You are viewing a plain text version of this content. The canonical link for it is here.

Posted to user@hbase.apache.org by Jaime Solano <jd...@gmail.com> on 2015/02/04 19:49:41 UTC

Bulk-load data into HBase using Storm

For a proof of concept we'll be working on, we want to bulk-load data into
HBase, following a similar approach to the one explained here
<http://blog.cloudera.com/blog/2013/09/how-to-use-hbase-bulk-loading-and-why/>,
but with the difference that for the HFile creation (step 2 in the
mentioned article), we want to use Storm instead of MapReduce. That is, we
want to bulk load data not sitting in HDFS, but probably in memory.

   1. What are your thoughts about this? Is it feasible?
   2. What challenges do you foresee?
   3. What other approaches would you suggest?

Thanks in advance,
-Jaime

Re: Bulk-load data into HBase using Storm

Posted by Nick Dimiduk <nd...@gmail.com>.

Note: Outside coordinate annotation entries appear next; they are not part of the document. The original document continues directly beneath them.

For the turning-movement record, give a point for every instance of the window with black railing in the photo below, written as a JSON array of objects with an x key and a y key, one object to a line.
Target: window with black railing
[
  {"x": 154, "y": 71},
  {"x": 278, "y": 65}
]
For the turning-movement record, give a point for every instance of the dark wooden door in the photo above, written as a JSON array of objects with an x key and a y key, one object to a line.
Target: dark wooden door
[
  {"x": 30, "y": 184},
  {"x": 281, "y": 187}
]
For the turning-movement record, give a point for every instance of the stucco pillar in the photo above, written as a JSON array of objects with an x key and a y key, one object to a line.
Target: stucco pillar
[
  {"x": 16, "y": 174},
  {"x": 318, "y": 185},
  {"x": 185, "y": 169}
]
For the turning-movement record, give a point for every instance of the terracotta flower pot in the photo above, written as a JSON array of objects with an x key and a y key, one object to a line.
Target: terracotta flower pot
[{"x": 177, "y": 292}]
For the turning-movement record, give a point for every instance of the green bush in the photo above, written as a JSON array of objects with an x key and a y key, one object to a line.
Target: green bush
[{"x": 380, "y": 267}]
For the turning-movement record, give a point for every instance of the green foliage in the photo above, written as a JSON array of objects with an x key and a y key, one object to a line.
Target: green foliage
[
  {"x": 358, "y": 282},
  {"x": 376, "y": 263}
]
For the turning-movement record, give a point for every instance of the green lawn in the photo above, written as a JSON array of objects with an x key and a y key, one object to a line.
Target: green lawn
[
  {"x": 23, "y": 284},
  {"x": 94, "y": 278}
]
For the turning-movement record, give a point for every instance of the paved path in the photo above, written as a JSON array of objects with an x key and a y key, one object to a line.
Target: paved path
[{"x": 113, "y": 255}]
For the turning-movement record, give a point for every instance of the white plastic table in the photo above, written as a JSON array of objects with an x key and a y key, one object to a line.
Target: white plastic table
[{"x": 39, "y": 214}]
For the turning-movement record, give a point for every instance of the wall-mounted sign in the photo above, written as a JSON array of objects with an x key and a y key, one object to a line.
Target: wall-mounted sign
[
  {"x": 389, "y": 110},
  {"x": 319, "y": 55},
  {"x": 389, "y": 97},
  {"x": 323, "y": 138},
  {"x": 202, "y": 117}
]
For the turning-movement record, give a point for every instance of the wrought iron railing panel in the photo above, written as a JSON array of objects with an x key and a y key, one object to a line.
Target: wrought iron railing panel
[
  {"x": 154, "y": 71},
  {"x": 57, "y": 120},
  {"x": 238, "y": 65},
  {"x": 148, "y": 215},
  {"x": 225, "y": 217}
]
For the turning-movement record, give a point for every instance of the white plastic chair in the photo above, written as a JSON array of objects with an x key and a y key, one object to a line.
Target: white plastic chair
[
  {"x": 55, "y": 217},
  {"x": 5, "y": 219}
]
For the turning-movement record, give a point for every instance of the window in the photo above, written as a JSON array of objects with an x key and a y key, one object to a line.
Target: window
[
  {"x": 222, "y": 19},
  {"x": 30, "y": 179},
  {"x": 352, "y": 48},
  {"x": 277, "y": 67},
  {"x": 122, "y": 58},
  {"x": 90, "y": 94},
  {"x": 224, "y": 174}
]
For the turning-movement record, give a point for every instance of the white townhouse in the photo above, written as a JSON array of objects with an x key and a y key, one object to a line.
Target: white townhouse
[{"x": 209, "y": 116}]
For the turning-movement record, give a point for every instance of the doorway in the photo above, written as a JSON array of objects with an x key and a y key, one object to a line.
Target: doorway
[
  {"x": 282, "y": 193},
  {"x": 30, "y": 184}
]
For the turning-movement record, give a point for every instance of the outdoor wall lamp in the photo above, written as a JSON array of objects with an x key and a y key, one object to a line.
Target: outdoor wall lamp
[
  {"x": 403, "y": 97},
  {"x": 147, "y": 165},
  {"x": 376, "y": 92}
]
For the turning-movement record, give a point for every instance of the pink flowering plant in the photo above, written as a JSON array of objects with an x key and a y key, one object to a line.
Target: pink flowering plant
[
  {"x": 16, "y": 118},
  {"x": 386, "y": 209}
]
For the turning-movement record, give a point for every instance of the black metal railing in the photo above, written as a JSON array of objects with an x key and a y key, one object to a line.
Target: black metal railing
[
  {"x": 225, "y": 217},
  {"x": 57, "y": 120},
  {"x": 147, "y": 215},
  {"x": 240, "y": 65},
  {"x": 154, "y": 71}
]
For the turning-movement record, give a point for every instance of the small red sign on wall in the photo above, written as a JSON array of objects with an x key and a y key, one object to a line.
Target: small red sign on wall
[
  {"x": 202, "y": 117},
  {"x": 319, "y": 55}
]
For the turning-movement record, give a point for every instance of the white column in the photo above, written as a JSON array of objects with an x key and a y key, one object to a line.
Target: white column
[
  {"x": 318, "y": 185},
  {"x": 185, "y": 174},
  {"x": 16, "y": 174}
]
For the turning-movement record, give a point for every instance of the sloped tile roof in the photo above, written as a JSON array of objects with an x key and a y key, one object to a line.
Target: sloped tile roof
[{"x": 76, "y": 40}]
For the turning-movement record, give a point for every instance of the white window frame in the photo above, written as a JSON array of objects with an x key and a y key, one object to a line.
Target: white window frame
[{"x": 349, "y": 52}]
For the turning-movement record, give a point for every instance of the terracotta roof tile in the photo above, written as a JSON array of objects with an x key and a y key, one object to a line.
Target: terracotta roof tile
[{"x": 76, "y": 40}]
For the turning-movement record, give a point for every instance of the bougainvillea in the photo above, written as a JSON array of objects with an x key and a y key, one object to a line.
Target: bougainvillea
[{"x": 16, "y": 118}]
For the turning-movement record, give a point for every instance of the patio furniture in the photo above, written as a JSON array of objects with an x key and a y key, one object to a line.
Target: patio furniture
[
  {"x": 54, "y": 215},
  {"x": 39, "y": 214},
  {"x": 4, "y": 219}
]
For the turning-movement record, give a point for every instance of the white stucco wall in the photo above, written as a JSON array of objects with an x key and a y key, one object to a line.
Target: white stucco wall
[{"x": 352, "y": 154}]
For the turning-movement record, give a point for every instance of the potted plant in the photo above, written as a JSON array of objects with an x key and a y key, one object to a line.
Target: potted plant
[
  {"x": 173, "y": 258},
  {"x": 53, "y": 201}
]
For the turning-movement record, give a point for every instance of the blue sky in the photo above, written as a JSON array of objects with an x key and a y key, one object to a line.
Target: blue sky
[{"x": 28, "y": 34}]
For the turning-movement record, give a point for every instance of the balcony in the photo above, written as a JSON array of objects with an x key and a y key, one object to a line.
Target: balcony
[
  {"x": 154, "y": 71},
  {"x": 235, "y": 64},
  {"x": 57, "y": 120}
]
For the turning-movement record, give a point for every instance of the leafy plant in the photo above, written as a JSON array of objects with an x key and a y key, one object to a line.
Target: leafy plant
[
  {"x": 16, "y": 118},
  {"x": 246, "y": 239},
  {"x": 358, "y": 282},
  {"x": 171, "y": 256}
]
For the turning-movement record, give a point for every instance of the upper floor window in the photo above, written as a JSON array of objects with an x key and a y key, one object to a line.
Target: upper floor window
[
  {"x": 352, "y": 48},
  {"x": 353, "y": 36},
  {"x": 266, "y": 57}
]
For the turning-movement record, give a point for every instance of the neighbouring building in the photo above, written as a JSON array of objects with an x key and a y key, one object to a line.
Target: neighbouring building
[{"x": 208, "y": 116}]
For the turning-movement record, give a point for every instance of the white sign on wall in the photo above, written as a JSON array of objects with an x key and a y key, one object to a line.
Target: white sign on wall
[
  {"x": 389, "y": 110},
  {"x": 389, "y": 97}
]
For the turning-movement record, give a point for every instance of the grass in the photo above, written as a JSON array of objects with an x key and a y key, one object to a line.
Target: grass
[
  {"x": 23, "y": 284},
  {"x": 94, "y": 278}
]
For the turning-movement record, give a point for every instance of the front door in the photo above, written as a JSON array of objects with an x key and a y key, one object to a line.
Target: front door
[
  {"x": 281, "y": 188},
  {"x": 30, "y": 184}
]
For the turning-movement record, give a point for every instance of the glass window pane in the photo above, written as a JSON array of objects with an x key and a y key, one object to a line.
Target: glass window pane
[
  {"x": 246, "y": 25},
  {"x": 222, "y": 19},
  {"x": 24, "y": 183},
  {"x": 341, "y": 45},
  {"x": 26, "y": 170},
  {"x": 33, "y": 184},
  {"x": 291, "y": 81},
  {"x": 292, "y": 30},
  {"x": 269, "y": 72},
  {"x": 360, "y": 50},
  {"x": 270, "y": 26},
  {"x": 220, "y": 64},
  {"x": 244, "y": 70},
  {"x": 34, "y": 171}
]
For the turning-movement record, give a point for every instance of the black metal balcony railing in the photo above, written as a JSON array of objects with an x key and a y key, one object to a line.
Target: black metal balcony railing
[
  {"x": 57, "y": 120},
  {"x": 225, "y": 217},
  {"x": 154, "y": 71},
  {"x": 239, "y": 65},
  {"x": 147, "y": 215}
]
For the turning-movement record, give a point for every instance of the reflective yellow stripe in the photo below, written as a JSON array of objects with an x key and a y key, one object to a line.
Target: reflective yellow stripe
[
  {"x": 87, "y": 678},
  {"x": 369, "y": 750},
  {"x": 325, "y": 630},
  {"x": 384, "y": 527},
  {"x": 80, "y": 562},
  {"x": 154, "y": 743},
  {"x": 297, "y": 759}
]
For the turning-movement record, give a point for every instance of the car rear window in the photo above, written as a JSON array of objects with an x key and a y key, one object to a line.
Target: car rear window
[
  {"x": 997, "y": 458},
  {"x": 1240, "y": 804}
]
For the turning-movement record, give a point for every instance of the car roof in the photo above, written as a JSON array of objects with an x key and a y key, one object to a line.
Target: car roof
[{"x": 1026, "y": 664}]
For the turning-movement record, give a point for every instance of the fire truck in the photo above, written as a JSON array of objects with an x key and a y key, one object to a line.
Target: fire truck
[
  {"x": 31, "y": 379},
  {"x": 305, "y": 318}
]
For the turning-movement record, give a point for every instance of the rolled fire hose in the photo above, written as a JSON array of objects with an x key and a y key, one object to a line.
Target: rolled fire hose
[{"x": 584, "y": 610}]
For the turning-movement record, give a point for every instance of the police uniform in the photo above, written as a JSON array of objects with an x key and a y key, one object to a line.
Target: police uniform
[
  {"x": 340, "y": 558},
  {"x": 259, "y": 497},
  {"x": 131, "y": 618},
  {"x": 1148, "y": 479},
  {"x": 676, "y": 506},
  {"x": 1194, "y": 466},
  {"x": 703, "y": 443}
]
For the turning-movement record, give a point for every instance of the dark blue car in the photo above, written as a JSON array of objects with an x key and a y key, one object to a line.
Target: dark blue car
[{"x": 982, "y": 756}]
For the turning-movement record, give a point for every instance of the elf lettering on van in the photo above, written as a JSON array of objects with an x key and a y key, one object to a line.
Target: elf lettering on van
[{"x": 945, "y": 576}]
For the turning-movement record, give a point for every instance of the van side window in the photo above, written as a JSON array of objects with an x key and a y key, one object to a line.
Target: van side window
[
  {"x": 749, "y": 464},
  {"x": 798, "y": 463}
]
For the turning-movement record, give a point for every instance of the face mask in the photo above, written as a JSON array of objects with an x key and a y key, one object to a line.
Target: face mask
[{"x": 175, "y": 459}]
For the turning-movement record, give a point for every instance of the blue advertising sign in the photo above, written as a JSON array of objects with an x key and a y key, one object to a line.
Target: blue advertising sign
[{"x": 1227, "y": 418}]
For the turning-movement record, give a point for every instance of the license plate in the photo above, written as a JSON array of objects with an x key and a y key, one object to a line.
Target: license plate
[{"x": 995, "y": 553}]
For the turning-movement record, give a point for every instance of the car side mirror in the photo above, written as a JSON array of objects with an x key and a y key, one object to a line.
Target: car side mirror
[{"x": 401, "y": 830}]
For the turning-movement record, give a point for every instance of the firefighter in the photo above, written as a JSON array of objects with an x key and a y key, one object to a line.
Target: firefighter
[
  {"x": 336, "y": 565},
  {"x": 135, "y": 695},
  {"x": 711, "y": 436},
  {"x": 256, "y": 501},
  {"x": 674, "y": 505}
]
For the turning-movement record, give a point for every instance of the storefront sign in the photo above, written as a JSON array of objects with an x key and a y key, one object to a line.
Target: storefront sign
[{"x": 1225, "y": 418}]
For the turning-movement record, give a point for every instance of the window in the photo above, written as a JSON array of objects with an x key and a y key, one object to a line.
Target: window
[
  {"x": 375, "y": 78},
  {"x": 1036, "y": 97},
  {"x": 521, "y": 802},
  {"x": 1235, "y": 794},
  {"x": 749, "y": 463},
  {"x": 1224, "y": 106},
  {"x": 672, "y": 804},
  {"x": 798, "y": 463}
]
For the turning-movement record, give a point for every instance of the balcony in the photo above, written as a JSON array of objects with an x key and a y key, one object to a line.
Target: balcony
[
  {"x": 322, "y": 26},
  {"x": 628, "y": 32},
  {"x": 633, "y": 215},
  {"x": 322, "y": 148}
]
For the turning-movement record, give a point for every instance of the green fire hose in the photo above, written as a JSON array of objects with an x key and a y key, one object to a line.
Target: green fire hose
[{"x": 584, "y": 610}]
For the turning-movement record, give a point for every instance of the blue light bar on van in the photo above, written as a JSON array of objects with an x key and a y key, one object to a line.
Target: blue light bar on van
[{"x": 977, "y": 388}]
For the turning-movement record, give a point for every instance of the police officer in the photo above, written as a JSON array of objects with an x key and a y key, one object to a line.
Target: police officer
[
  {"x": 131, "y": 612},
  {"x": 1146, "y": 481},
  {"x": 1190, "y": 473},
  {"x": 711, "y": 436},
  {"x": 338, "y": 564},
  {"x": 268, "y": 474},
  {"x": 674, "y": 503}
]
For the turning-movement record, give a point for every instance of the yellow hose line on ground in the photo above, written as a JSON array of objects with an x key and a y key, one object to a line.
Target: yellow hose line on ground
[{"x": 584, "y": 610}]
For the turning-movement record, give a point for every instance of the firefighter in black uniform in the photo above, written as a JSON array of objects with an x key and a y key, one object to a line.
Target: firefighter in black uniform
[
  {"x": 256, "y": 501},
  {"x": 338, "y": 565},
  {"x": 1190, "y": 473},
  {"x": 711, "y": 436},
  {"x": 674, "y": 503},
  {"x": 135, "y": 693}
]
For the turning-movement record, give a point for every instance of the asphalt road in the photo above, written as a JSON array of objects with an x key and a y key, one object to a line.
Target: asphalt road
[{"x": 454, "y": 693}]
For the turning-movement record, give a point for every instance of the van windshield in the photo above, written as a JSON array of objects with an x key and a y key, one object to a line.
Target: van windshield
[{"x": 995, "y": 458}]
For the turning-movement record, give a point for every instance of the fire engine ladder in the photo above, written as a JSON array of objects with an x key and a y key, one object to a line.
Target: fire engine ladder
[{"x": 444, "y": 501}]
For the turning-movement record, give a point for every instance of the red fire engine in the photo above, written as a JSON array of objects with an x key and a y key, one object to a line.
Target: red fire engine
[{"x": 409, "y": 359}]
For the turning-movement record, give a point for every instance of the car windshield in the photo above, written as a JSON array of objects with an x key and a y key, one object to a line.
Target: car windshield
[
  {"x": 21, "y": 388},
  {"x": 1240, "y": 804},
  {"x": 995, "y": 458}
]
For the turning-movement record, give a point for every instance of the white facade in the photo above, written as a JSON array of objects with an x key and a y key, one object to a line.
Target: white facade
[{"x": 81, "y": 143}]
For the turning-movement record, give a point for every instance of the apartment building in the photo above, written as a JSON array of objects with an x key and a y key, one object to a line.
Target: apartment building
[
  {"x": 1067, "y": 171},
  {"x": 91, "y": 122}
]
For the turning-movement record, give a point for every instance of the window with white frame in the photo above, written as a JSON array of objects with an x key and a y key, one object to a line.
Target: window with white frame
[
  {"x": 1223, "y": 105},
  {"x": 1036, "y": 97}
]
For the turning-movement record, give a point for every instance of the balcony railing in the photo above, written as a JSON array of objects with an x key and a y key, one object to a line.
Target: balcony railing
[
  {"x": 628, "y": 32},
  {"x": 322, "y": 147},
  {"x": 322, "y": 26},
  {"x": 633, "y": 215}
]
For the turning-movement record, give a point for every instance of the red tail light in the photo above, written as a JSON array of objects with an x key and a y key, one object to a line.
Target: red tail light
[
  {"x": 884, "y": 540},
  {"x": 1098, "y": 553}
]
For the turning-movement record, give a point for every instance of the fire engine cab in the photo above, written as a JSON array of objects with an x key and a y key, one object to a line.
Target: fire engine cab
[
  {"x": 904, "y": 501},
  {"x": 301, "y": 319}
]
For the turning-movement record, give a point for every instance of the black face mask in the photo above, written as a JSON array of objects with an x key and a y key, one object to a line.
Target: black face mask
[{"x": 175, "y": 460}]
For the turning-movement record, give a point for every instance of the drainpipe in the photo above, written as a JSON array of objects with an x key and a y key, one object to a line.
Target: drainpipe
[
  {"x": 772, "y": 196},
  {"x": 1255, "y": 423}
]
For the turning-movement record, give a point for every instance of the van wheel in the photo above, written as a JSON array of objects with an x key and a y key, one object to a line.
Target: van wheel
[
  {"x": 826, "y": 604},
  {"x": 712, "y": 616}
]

To use existing bulk load tools, you'll need to write a valid HFile to
HDFS (have a look at HFileWriterV{2,3}) and load it into the region
server(s) using the utilities provided in LoadIncrementalHFiles.

There's no way to do this "in memory" at the moment. Closest would be to
batch up your data into a single large RPC, but that's going through the
online machinery, memstore flush, &c.

On Wed, Feb 4, 2015 at 10:49 AM, Jaime Solano <jd...@gmail.com> wrote:

> For a proof of concept we'll be working on, we want to bulk-load data into
> HBase, following a similar approach to the one explained here
> <
> http://blog.cloudera.com/blog/2013/09/how-to-use-hbase-bulk-loading-and-why/
> >,
> but with the difference that for the HFile creation (step 2 in the
> mentioned article), we want to use Storm instead of MapReduce. That is, we
> want to bulk load data not sitting in HDFS, but probably in memory.
>
>    1. What are your thoughts about this? Is it feasible?
>    2. What challenges do you foresee?
>    3. What other approaches would you suggest?
>
> Thanks in advance,
> -Jaime
>

Re: Bulk-load data into HBase using Storm

Posted by Stack <st...@duboce.net>.

On Wed, Feb 4, 2015 at 10:49 AM, Jaime Solano <jd...@gmail.com> wrote:

> For a proof of concept we'll be working on, we want to bulk-load data into
> HBase, following a similar approach to the one explained here
> <
> http://blog.cloudera.com/blog/2013/09/how-to-use-hbase-bulk-loading-and-why/
> >,
> but with the difference that for the HFile creation (step 2 in the
> mentioned article), we want to use Storm instead of MapReduce. That is, we
> want to bulk load data not sitting in HDFS, but probably in memory.
>
>    1. What are your thoughts about this? Is it feasible?
>    2. What challenges do you foresee?
>

Notice how the bulk load mapreduce job maintains a total order (the hfiles
have to be sorted inside themselves but then also relative to each other).
Can you have Storm do a similar total order partitioning?


>    3. What other approaches would you suggest?
>
>
Write HFiles and bulk load them if you can. Study carefully our bulk
loader. It is able to do some shoehorning if the product does not exactly
match the running hbase instance but only if all is properly sorted.

Good luck,
St.Ack



> Thanks in advance,
> -Jaime
>